David followed him with anxiety. “Do you, Professor? I’ve been with you since last September. You ought to know by now. I’ve been afraid to ask.”
Or, perhaps, thought the professor with compassion, you have been hoping that I would reply no. He danced his fingers over the keys and the most fragile and delicate notes answered him, like a harp.
He said, in Italian, “We must speak in Italian, for it is necessary for you to be proficient. A cultured man knows several languages; with only one he is like a man who knows but one song. Yes, David, you are a genius.” He smiled at the young man with a deeper compassion. But not as you think, not as your brother thinks, he thought.

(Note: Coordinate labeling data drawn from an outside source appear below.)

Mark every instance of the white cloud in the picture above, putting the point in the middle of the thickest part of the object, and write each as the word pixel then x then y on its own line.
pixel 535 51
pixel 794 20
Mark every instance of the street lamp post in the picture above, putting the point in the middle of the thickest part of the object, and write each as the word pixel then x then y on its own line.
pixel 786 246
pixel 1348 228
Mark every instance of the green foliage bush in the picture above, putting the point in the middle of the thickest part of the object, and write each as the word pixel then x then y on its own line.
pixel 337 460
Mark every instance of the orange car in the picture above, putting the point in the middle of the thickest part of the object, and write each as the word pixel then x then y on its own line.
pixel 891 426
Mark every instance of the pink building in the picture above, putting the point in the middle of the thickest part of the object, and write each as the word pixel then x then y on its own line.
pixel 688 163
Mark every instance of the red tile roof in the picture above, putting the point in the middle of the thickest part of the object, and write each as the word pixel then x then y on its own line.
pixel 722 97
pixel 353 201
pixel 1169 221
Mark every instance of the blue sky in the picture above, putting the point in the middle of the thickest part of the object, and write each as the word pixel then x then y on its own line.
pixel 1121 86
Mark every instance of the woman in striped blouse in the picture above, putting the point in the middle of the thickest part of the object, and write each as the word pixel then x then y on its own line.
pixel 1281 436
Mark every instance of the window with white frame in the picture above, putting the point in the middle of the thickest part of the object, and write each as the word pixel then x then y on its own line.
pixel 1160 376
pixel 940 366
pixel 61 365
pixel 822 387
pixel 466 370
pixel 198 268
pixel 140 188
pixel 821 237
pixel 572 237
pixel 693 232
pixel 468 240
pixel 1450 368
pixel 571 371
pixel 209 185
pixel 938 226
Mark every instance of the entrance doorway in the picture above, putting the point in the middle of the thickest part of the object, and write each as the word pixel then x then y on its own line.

He put his hand on David’s tense shoulder. Ah, nerves. This is a youth of nerves. He is never at rest. The old man smiled. “So I have told you, and I would not deceive you. We must pray for you, must we not? When I was young,” he said with a musing and dreaming expression, “I was the agnostic, the atheist. There are years of youth when it is in rebellion. It becomes daring, bold, to announce that God does not exist. It shocks the parents; it outrages the clergy, who are more simple. It is exhilarating. But the intelligent youth knows he lies, while he rejoices in his lies. He is the man now, the knowing man, the emancipated man, and he swaggers, with his books under his arm. He is the scientist, the youthful Darwin, the man of the Age of Enlightenment, free of superstition. He is also a child. With the years comes wisdom, and it is not the wisdom of fear but the wisdom of knowledge. So we must pray.”